I pause, feeling her tense against me.

"I believed him," I admit. "For centuries, I believed him. The Omegas I took, I took because I wanted them, used them until I didn't, and discarded them without a second thought. That's what power means—taking what you want and feeling nothing when it's gone."

"And now?" she asks, her voice carefully neutral.

"Now?" I press my lips to her shoulder, feeling her pulse flutter beneath the kiss. "Now I have a fated mate who tried to kill me with hairpins and whose hatred I can taste like copper on my tongue. Now I'm locked inside an Omega whose contempt for me rivals my father's disappointment." My arm tightens around her. "And I find I don't want to break you at all. I want to watch you burn."

She's silent for a long moment. Through the bond, I feel her processing, analyzing, filing away information like the diplomat's daughter she is.

"So that's your excuse?" she finally says, and there's an edge to her voice. "Daddy was cruel, so you get to be a monster? Poor little Shadow Prince with his traumatic childhood?"

I laugh, genuinely surprised by her audacity. Most people would offer sympathy, or at least pretend to. Not her.

"No excuse," I reply. "Just explanation. I am what he made me. But I am also what I chose to become. Every cruelty I've committed, I chose. Every life I've taken, I took willingly. I could have been different—I could have broken the cycle, become something other than what he wanted." My shadows coil around her wrist, a gentle reminder of what I am. "I didn't.
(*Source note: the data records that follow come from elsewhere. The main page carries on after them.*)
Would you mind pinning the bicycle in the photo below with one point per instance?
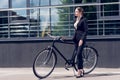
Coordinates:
(46, 60)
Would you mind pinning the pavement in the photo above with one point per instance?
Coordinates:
(59, 74)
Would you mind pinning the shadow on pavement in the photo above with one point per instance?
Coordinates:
(102, 74)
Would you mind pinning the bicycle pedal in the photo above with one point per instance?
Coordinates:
(67, 69)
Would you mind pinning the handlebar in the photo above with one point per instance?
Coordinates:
(56, 37)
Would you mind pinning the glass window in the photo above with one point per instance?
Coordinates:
(84, 1)
(110, 9)
(105, 1)
(34, 3)
(60, 21)
(4, 4)
(41, 23)
(18, 3)
(44, 2)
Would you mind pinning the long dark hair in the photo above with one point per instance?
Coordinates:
(80, 9)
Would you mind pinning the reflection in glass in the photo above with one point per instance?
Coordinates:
(59, 2)
(4, 3)
(44, 21)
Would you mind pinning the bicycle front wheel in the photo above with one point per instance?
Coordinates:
(90, 58)
(44, 63)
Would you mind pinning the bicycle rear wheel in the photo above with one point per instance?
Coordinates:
(90, 58)
(44, 63)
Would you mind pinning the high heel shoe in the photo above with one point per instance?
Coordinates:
(81, 74)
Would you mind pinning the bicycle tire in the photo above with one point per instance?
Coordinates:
(90, 59)
(44, 63)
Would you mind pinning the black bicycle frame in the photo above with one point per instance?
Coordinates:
(55, 48)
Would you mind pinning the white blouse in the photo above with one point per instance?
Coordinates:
(77, 21)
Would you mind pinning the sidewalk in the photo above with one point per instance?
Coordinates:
(59, 74)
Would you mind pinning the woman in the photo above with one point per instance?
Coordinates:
(79, 38)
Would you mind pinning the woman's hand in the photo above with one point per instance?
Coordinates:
(80, 42)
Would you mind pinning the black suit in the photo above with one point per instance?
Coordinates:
(80, 34)
(81, 31)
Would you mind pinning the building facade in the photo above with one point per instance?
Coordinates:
(24, 24)
(33, 18)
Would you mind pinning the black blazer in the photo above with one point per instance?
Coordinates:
(81, 31)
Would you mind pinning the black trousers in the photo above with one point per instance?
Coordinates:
(79, 54)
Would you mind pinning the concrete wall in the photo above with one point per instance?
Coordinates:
(21, 53)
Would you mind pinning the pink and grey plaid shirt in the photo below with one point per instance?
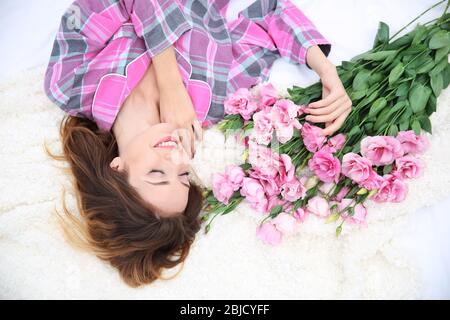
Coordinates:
(104, 47)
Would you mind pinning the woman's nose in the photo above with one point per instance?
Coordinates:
(176, 156)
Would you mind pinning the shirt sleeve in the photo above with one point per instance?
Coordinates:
(85, 30)
(292, 32)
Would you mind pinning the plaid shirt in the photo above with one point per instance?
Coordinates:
(104, 47)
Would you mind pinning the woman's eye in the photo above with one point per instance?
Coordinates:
(156, 173)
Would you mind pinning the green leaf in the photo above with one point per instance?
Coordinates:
(377, 106)
(404, 125)
(332, 218)
(368, 126)
(446, 76)
(393, 130)
(396, 73)
(387, 169)
(420, 33)
(347, 65)
(425, 123)
(440, 66)
(276, 210)
(441, 53)
(382, 118)
(402, 89)
(407, 113)
(361, 80)
(418, 97)
(380, 55)
(415, 125)
(397, 107)
(440, 39)
(338, 231)
(431, 105)
(426, 66)
(382, 34)
(376, 77)
(400, 42)
(357, 95)
(355, 130)
(437, 83)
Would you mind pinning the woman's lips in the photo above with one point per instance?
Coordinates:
(167, 142)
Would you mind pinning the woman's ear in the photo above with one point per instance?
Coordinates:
(117, 164)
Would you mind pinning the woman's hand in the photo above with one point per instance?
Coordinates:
(335, 105)
(175, 106)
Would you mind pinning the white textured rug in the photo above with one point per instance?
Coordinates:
(229, 262)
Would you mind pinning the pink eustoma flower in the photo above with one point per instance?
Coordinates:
(269, 234)
(381, 150)
(222, 188)
(293, 190)
(408, 167)
(336, 143)
(412, 143)
(268, 95)
(285, 223)
(312, 137)
(392, 189)
(318, 206)
(356, 167)
(254, 193)
(325, 166)
(241, 102)
(263, 128)
(235, 176)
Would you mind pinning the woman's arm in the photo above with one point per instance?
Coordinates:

That's on me, not him."

"Why are you telling me this?" she demands. "What do you gain from it?"

It's a good question. I'm not sure I have an answer.
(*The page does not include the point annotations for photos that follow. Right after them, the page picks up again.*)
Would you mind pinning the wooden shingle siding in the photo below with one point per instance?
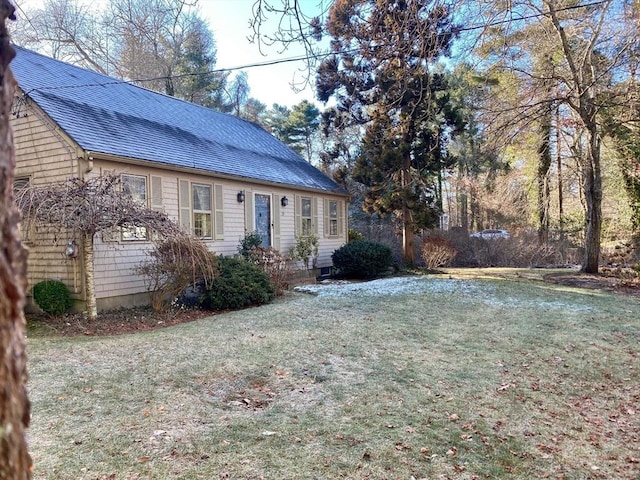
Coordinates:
(42, 153)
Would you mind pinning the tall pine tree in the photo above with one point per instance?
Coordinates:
(382, 76)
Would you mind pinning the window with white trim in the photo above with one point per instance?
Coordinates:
(135, 186)
(202, 210)
(306, 216)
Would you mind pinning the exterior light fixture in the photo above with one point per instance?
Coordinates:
(71, 250)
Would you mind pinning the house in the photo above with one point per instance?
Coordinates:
(217, 175)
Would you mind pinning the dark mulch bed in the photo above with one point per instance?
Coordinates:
(144, 318)
(115, 322)
(609, 283)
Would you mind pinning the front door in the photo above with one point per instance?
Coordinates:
(263, 218)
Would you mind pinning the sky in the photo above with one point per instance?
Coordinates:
(229, 22)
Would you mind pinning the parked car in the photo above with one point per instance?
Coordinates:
(491, 234)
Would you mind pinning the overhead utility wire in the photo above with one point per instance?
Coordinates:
(267, 63)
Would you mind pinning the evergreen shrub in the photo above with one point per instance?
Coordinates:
(239, 284)
(362, 259)
(52, 296)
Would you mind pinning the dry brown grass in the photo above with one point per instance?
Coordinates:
(432, 377)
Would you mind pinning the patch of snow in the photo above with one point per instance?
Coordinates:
(392, 286)
(427, 284)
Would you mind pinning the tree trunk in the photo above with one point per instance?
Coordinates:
(408, 250)
(593, 197)
(544, 164)
(15, 462)
(89, 279)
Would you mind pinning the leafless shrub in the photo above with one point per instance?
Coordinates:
(176, 264)
(520, 250)
(437, 252)
(274, 264)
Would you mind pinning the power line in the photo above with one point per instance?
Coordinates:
(307, 57)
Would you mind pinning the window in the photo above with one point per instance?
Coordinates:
(135, 186)
(306, 216)
(202, 210)
(334, 223)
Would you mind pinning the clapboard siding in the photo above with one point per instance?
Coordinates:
(44, 155)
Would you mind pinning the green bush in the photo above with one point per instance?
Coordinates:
(239, 284)
(274, 264)
(52, 296)
(305, 249)
(362, 259)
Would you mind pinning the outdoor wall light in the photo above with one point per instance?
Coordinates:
(71, 250)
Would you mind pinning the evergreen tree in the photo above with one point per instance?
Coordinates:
(300, 127)
(381, 76)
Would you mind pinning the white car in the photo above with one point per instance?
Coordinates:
(491, 234)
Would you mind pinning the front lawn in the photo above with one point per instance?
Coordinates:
(411, 377)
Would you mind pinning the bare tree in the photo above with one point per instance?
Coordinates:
(89, 207)
(15, 462)
(69, 31)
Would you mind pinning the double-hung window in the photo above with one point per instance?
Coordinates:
(334, 223)
(202, 210)
(135, 186)
(306, 216)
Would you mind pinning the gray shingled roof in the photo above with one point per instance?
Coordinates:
(105, 115)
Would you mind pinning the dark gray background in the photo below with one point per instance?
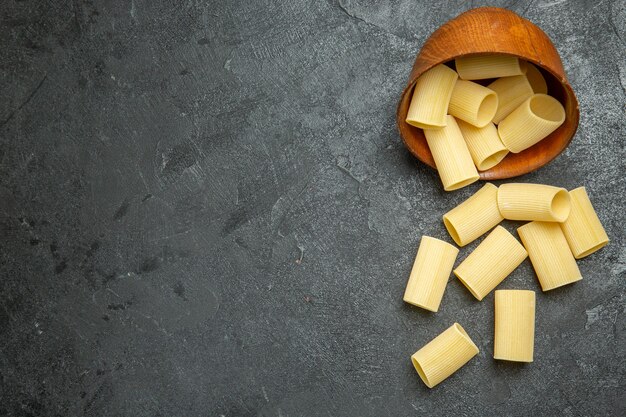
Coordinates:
(206, 209)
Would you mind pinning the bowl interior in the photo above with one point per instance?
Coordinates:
(513, 164)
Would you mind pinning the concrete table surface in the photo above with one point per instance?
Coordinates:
(206, 210)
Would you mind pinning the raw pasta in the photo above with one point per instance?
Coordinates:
(431, 270)
(511, 91)
(473, 103)
(475, 216)
(452, 158)
(531, 122)
(484, 144)
(480, 67)
(431, 96)
(582, 229)
(550, 254)
(533, 202)
(444, 355)
(492, 261)
(514, 336)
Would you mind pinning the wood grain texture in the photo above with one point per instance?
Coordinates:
(495, 30)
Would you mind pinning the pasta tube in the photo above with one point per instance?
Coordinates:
(532, 121)
(444, 355)
(533, 202)
(431, 96)
(475, 216)
(484, 144)
(536, 80)
(550, 255)
(511, 91)
(429, 276)
(492, 261)
(473, 103)
(514, 335)
(582, 229)
(480, 67)
(452, 158)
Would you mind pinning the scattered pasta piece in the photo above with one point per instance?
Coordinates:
(444, 355)
(582, 229)
(431, 96)
(550, 254)
(475, 216)
(452, 158)
(514, 336)
(429, 276)
(533, 202)
(491, 262)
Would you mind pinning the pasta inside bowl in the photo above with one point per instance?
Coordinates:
(487, 109)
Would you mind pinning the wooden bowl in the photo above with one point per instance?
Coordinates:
(489, 30)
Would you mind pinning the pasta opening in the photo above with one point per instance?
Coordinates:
(560, 205)
(547, 108)
(420, 372)
(462, 183)
(461, 330)
(487, 110)
(474, 293)
(492, 160)
(592, 249)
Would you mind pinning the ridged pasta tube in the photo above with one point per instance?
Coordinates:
(491, 262)
(429, 276)
(444, 355)
(475, 216)
(533, 202)
(452, 158)
(582, 229)
(511, 91)
(473, 103)
(431, 96)
(484, 144)
(514, 336)
(480, 67)
(550, 254)
(532, 121)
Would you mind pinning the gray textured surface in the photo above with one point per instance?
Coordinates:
(206, 209)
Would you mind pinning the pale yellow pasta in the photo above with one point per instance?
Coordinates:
(536, 80)
(452, 158)
(431, 270)
(444, 355)
(480, 67)
(475, 216)
(484, 144)
(533, 202)
(514, 336)
(532, 121)
(582, 229)
(492, 261)
(473, 103)
(511, 91)
(550, 254)
(431, 96)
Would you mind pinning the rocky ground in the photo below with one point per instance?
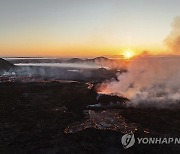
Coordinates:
(34, 117)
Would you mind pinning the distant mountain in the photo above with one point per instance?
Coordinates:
(5, 65)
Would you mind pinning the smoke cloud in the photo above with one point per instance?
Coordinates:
(151, 80)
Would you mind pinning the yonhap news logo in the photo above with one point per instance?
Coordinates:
(128, 140)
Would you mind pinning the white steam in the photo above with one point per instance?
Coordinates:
(149, 80)
(152, 80)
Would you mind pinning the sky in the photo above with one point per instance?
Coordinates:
(67, 28)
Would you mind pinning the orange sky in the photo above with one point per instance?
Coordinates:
(84, 28)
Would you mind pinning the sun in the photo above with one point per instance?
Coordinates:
(128, 54)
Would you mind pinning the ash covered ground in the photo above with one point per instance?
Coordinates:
(57, 115)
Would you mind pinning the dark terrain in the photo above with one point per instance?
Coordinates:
(34, 116)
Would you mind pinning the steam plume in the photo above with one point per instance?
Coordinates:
(152, 80)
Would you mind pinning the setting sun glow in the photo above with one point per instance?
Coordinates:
(128, 54)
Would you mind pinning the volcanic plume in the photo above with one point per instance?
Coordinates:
(151, 80)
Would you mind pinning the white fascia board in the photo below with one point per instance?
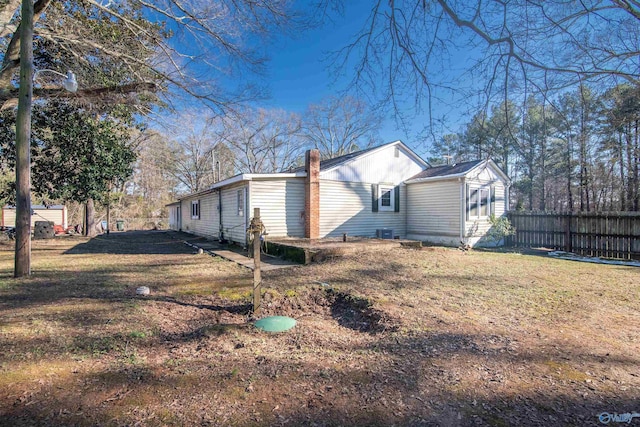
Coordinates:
(243, 177)
(436, 178)
(409, 151)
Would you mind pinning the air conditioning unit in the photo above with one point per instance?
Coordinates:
(384, 233)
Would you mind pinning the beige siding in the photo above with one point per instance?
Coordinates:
(477, 228)
(379, 166)
(434, 211)
(234, 226)
(345, 207)
(281, 204)
(174, 217)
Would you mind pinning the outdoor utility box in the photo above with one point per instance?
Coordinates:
(384, 233)
(43, 230)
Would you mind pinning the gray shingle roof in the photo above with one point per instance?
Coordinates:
(446, 170)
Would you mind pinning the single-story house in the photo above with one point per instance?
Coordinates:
(53, 213)
(386, 191)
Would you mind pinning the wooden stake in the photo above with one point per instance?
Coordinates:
(256, 229)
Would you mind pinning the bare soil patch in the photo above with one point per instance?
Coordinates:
(384, 337)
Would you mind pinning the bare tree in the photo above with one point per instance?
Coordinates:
(433, 51)
(264, 141)
(338, 126)
(120, 48)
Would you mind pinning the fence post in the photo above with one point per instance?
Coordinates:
(568, 246)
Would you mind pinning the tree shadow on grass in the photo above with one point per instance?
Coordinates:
(137, 242)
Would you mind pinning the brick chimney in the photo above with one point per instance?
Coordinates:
(312, 194)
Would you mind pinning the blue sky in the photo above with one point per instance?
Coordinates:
(299, 71)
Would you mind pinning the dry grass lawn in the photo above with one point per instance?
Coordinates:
(392, 337)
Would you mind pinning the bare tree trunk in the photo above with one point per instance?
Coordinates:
(636, 169)
(23, 145)
(89, 219)
(569, 176)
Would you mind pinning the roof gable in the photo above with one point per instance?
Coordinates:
(447, 170)
(463, 169)
(328, 164)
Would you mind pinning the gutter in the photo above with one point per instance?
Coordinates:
(463, 206)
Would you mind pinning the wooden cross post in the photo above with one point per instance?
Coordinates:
(256, 230)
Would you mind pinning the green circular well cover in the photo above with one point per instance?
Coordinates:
(276, 323)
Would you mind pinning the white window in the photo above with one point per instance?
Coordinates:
(195, 209)
(241, 202)
(479, 202)
(386, 199)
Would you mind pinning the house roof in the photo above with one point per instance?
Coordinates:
(346, 158)
(455, 171)
(447, 170)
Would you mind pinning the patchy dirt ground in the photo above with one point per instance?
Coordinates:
(384, 337)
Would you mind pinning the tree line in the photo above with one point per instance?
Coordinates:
(577, 152)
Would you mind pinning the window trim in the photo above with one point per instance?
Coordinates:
(195, 209)
(240, 201)
(392, 200)
(483, 211)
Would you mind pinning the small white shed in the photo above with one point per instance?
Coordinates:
(53, 213)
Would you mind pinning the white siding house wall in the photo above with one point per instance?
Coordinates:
(378, 166)
(234, 225)
(281, 203)
(174, 216)
(435, 211)
(207, 224)
(345, 207)
(476, 229)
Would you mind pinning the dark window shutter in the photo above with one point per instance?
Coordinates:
(374, 197)
(493, 200)
(466, 195)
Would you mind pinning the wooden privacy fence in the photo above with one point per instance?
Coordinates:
(605, 234)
"I don't know," I admit, and the honesty surprises even me. "Perhaps I want you to know who you're planning to murder. Perhaps the bond is lowering my defenses. Perhaps I'm simply tired of being the only one who remembers what made me this way."

"Or perhaps you're trying to manipulate me," she counters. "Make me feel sympathy so I let my guard down."
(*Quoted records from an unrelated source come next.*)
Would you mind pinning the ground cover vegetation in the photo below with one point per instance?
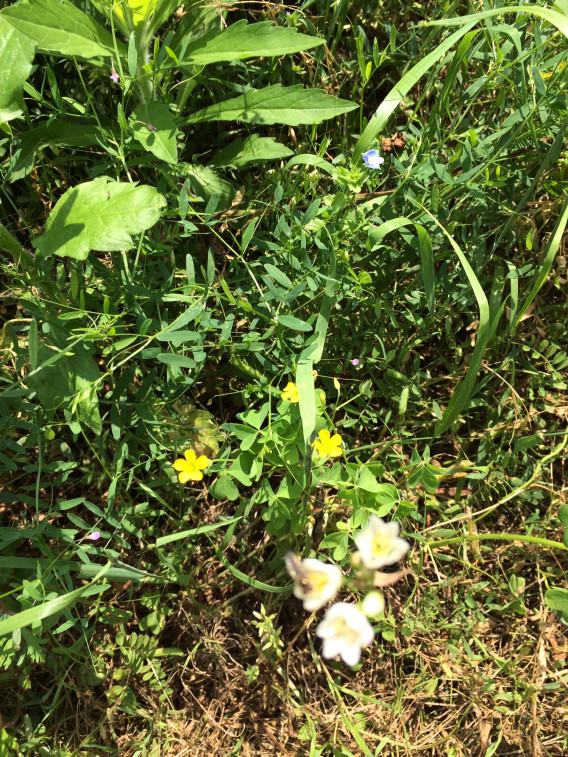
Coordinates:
(283, 322)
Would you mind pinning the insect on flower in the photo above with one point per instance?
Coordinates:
(290, 392)
(372, 159)
(315, 582)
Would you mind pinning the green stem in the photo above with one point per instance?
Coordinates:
(22, 257)
(500, 537)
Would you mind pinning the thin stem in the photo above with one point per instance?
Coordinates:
(499, 537)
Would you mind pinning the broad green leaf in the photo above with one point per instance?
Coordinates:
(547, 260)
(224, 488)
(79, 133)
(16, 55)
(205, 183)
(276, 105)
(161, 139)
(133, 13)
(99, 215)
(70, 382)
(253, 149)
(244, 40)
(58, 27)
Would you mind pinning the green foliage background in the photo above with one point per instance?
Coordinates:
(179, 244)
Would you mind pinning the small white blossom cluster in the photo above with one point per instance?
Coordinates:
(345, 629)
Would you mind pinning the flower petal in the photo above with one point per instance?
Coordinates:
(189, 455)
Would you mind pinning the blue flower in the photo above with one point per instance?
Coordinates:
(372, 159)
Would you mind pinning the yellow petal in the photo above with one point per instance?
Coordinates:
(189, 455)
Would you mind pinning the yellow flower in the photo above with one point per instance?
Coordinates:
(290, 392)
(327, 445)
(190, 468)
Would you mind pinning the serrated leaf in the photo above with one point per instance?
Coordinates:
(99, 215)
(253, 149)
(276, 105)
(16, 55)
(244, 40)
(156, 130)
(58, 27)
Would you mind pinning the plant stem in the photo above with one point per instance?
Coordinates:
(500, 537)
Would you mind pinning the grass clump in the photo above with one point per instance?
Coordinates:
(280, 282)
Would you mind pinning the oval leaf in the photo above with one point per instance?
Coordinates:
(276, 105)
(99, 215)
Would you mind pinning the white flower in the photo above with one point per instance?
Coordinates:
(345, 631)
(315, 582)
(372, 159)
(379, 543)
(373, 604)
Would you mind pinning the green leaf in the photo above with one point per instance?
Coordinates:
(58, 27)
(147, 15)
(276, 105)
(205, 183)
(70, 382)
(244, 40)
(36, 614)
(428, 267)
(402, 88)
(99, 215)
(563, 515)
(160, 140)
(253, 149)
(557, 599)
(291, 322)
(16, 55)
(79, 133)
(224, 488)
(548, 259)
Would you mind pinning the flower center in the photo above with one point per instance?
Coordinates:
(314, 582)
(348, 634)
(380, 544)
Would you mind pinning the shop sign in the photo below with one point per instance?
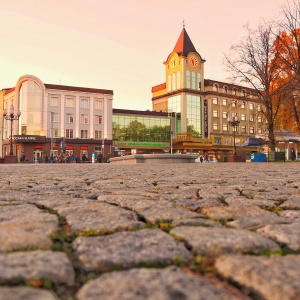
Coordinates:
(29, 138)
(144, 144)
(205, 119)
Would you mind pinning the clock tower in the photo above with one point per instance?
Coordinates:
(182, 93)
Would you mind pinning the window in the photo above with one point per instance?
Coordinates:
(55, 117)
(99, 104)
(84, 103)
(69, 133)
(84, 134)
(225, 127)
(188, 79)
(215, 113)
(54, 132)
(216, 126)
(70, 102)
(98, 134)
(54, 101)
(98, 119)
(70, 118)
(84, 119)
(215, 101)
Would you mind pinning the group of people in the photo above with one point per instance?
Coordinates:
(63, 158)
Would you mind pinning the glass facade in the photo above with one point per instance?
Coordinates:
(174, 105)
(141, 128)
(193, 115)
(30, 97)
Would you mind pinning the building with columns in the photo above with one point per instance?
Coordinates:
(57, 119)
(202, 106)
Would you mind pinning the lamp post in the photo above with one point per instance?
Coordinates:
(234, 122)
(12, 117)
(170, 113)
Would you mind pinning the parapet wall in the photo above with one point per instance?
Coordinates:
(154, 159)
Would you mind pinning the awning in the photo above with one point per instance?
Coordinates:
(254, 142)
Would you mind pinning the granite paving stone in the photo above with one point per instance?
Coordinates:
(25, 226)
(139, 284)
(129, 249)
(286, 234)
(185, 231)
(246, 216)
(26, 293)
(204, 239)
(275, 277)
(36, 265)
(86, 215)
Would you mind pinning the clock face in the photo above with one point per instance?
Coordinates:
(193, 61)
(173, 62)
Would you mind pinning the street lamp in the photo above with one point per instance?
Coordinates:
(12, 117)
(234, 122)
(170, 114)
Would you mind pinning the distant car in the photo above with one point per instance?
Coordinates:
(197, 160)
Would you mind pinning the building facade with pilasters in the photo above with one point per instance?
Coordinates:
(58, 119)
(202, 106)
"Perhaps," I agree easily. "I am a monster, after all. Manipulation is what we do."

But through the bond, she can feel that I'm not lying. The fated mate bond doesn't permit lies, not about things that matter. And somehow, impossibly, this matters.

We lie there in silence for a while longer, my knot slowly beginning to soften. I can feel her exhaustion through the bond, the toll of the night catching up with her. But she's not sleeping—she's thinking, analyzing, adding this new information to whatever mental file she's building about me.

"You killed Asher," she says quietly, and the name hangs between us like a blade. "You murdered the man I loved, and you expect me to feel something for you because your father was cruel?"

"I expect nothing from you, Omega," I reply, my hand still resting on her hip. "Certainly not sympathy. I told you—I'm not offering excuses. Just explanation."

"There's no explanation that justifies what you did." Her voice is steady now, hardened. "No sad story about your childhood that makes watching the light leave his eyes acceptable."

"I felt something when he died," I say quietly. "Satisfaction. He was a threat to what I wanted, and I removed him. I'm not going to apologize for it."

"I wouldn't believe you if you did."

"No. You wouldn't." I press a kiss to her hair, feeling her stiffen against me. "But for what it's worth, I understand your hatred. I earned it. I'll earn more of it before this is done."

"You sound almost proud of that."

"I am what I am, Omega. I stopped pretending to be otherwise a long time ago."

My knot has softened enough that I could pull out now, but I find myself reluctant to break the strange intimacy of this moment. We're still enemies—that hasn't changed. She'll still try to kill me, and I'll still enjoy watching her try. But something has shifted between us, some wall has cracked that I didn't even know existed.

"When I finally figure out how to kill you," she says, her voice steady now, "I want you to remember this moment. I want you to remember that you showed me your weakness, and I still destroyed you."

I smile against her neck. "I look forward to it."

Finally, I feel my knot subside enough to separate. I almost regret it.